The log-scale curves show an exponential decay phase followed by a flat steady-state misadjustment floor. Increasing \(\mu\) (or \(\tilde{\mu}\) ) speeds up the initial decay but raises the floor — the canonical convergence-vs-misadjustment trade-off.

Step-Size Sensitivity

plt.figure(figsize=(10, 5))
for mu in [0.005, 0.02, 0.05, 0.1]:
    _, e = lms(x, d, L, mu)
    plt.semilogy(smooth(e), label=f'μ={mu}', alpha=0.8)
plt.xlabel('Iteration n')
plt.ylabel('Mean Squared Error')
plt.title('LMS: Sensitivity to Step Size μ')
plt.legend()
plt.grid(True, alpha=0.3)
plt.tight_layout()
plt.show()

Tiny \(\mu\) converges painfully slowly; values near the upper bound oscillate from the start.

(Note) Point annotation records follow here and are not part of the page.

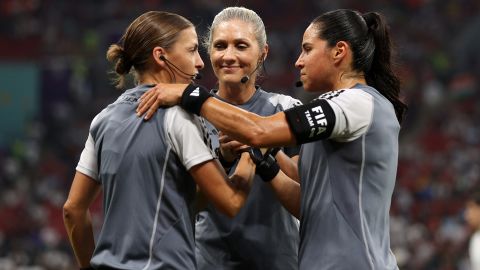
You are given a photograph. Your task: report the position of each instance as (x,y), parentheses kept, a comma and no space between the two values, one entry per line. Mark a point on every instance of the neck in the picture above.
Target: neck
(348,80)
(237,93)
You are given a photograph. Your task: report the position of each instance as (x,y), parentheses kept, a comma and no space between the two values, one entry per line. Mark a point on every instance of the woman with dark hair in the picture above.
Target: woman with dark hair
(149,171)
(348,160)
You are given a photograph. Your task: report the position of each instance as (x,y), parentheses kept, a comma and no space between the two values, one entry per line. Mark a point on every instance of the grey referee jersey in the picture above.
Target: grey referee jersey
(346,194)
(263,235)
(148,193)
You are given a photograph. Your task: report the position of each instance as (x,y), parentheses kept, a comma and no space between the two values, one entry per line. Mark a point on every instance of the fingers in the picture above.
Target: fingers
(224,138)
(153,108)
(146,101)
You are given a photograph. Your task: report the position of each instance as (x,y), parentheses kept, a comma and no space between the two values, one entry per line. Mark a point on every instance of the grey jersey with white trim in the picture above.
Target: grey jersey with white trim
(148,193)
(263,235)
(346,194)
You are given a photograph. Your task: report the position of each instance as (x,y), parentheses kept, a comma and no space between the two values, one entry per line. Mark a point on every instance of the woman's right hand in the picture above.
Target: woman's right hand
(165,95)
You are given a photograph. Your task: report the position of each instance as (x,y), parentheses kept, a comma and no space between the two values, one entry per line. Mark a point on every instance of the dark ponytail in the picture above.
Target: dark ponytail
(380,75)
(368,36)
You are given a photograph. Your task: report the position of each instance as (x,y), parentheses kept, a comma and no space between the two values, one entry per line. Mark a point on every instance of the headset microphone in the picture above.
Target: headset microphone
(196,76)
(245,78)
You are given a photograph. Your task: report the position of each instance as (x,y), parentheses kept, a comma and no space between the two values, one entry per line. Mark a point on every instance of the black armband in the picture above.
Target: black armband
(312,121)
(267,168)
(193,98)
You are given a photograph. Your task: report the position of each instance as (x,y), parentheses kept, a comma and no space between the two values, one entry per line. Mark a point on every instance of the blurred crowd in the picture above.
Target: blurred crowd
(438,58)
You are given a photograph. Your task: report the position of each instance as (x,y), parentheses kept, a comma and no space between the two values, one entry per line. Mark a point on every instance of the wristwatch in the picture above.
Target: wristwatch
(255,154)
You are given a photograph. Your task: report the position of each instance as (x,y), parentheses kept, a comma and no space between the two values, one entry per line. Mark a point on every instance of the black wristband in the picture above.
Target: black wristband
(273,151)
(227,165)
(268,168)
(193,98)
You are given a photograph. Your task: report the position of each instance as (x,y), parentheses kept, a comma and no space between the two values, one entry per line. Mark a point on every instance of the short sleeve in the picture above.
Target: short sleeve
(187,136)
(88,163)
(353,112)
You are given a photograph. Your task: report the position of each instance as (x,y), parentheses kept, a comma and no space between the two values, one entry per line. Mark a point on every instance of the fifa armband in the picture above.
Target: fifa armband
(193,98)
(312,121)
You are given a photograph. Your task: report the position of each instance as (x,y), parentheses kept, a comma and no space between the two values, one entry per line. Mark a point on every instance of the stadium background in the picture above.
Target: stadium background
(53,80)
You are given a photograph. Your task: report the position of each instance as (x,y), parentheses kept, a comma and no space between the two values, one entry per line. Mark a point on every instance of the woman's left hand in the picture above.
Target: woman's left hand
(160,95)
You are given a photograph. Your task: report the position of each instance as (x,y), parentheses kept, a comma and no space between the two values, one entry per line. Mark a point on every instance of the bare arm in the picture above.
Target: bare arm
(247,127)
(241,125)
(76,216)
(227,196)
(288,165)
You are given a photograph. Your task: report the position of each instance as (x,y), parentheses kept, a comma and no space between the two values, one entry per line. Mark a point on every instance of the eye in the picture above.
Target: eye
(306,48)
(219,46)
(242,46)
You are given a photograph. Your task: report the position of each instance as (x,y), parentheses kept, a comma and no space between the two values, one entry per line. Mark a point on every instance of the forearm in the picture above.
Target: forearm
(288,165)
(80,233)
(288,193)
(248,127)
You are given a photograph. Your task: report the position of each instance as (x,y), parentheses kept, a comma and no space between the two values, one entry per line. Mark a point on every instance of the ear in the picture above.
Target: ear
(263,57)
(340,51)
(156,53)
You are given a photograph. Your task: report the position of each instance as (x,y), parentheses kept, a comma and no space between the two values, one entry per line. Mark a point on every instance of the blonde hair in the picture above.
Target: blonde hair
(242,14)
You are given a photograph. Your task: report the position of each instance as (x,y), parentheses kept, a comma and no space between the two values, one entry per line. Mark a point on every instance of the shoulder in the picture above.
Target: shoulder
(284,101)
(350,94)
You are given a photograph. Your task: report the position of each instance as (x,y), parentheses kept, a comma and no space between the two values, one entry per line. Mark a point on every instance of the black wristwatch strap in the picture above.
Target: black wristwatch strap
(268,168)
(227,165)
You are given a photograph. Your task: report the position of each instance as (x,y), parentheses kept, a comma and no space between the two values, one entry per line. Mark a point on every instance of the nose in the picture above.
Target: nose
(229,54)
(299,63)
(199,62)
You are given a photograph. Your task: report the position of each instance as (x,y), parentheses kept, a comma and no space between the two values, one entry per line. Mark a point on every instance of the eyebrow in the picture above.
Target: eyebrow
(236,40)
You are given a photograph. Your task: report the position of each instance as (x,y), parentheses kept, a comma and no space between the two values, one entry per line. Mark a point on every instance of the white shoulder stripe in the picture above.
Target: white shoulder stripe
(285,101)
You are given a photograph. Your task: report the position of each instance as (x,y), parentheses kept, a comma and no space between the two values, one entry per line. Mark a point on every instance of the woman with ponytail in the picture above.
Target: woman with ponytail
(349,136)
(149,172)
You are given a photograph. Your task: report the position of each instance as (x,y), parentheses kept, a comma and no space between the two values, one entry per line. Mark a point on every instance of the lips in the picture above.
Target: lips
(230,69)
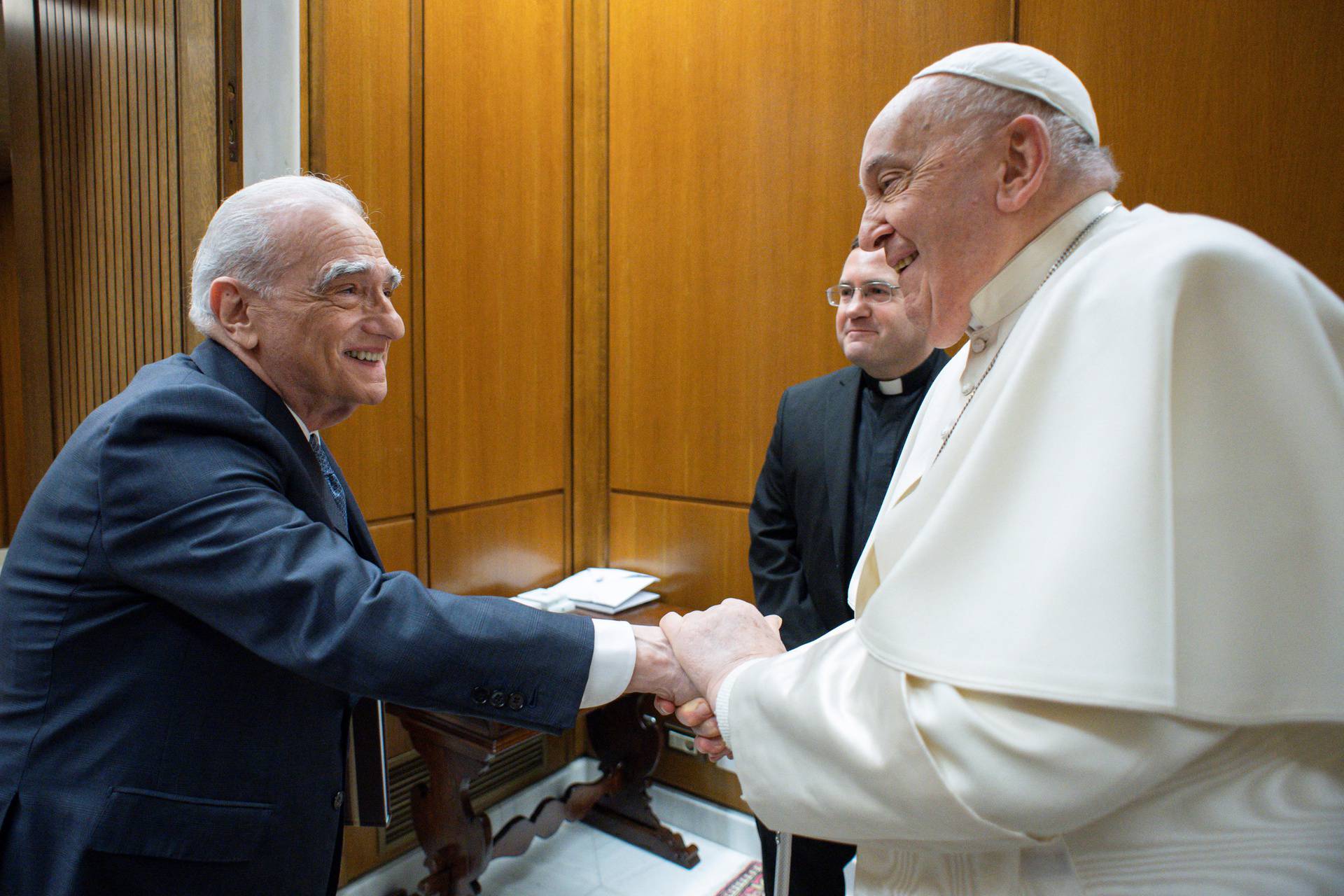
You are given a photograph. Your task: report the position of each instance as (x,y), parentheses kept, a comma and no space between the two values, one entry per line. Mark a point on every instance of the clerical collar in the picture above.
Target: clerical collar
(1012,285)
(910,382)
(302,425)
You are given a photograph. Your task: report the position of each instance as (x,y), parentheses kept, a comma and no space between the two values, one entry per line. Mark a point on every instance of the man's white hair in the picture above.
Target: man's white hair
(984,108)
(241,239)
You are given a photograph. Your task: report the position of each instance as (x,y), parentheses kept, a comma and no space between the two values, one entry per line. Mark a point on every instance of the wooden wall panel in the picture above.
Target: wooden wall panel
(736,131)
(698,551)
(359,133)
(496,248)
(498,548)
(115,248)
(1225,109)
(11,406)
(396,543)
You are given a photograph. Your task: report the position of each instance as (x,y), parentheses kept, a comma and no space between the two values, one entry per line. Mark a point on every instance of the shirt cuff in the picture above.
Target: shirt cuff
(613,663)
(721,700)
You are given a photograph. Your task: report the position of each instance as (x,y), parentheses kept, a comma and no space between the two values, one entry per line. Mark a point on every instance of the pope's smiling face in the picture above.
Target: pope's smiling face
(326,324)
(929,209)
(878,337)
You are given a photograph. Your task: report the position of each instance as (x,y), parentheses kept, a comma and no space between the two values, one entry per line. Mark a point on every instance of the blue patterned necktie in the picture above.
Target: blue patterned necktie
(332,482)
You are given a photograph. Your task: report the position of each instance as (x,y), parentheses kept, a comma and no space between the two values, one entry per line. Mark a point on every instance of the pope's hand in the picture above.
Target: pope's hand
(713,643)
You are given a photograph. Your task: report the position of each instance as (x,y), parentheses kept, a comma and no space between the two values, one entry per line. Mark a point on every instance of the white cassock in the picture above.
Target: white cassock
(1100,644)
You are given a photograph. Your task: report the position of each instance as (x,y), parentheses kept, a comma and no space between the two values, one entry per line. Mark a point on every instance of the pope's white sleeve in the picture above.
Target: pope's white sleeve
(612,664)
(832,743)
(823,747)
(1046,767)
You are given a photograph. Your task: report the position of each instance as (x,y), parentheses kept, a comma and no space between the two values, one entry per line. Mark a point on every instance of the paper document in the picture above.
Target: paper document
(606,590)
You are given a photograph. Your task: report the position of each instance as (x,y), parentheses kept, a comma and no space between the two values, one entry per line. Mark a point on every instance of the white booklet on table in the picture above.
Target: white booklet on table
(605,590)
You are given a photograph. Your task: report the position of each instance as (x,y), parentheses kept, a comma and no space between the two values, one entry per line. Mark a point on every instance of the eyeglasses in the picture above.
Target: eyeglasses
(875,292)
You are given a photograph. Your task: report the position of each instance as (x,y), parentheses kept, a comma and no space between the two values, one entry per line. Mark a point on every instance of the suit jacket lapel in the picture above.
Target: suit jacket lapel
(839,448)
(220,365)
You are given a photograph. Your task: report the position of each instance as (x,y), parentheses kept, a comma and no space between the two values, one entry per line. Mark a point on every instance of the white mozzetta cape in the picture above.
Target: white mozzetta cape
(1128,551)
(1142,504)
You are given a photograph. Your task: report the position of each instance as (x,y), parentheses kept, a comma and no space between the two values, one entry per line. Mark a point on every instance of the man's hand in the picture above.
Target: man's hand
(656,669)
(713,643)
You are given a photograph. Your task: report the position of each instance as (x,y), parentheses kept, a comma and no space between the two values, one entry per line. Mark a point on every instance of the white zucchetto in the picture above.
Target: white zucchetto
(1026,70)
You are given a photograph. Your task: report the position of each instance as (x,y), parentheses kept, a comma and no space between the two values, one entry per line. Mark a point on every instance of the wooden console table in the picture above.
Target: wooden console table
(458,841)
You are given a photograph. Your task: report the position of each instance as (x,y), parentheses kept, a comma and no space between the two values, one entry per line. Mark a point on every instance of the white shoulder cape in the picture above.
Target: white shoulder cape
(1142,507)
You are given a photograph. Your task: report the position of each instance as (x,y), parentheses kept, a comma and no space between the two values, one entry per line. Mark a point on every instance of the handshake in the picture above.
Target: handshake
(685,660)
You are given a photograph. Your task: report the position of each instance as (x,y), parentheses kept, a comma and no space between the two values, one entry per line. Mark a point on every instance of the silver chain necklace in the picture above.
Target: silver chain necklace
(1059,261)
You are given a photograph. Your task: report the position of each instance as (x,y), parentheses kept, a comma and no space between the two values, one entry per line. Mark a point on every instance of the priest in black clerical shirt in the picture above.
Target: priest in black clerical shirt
(836,442)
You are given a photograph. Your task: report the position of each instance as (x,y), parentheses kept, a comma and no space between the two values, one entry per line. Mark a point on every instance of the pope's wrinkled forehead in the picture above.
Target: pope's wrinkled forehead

As a rule of thumb, choose at most half of the bound in (8).

Connection to the Wiener Filter

LMS converges in mean to the Wiener solution \(\mathbf{w}^\ast = \mathbf{R}^{-1}\mathbf{p}\) , with \(\mathbf{p} = E[d(n)\mathbf{x}(n)]\) :

\[ E\bigl[\mathbf{w}(n)\bigr] \xrightarrow{n \to \infty} \mathbf{w}^\ast \tag{11} \]

Because LMS uses an instantaneous gradient, a finite excess MSE remains. RLS (Recursive Least Squares) accelerates convergence at higher cost.

When to Use What

Use caseChoiceReason
Stationary input levelLMSSmallest implementation, lowest cost
Speech / time-varying signalsNLMSRobust to input-power swings
Fast convergence is criticalRLSQuadratic cost \(O(L^2)\) but quick
Embedded / low-resource targetsLMS / NLMS\(O(L)\) is sufficient

References

  • Haykin, S. (2014). Adaptive Filter Theory (5th ed.). Pearson. Chapters 5-6.
  • Widrow, B., & Stearns, S. D. (1985). Adaptive Signal Processing. Prentice Hall.
  • Sayed, A. H. (2008). Adaptive Filters. Wiley-IEEE Press.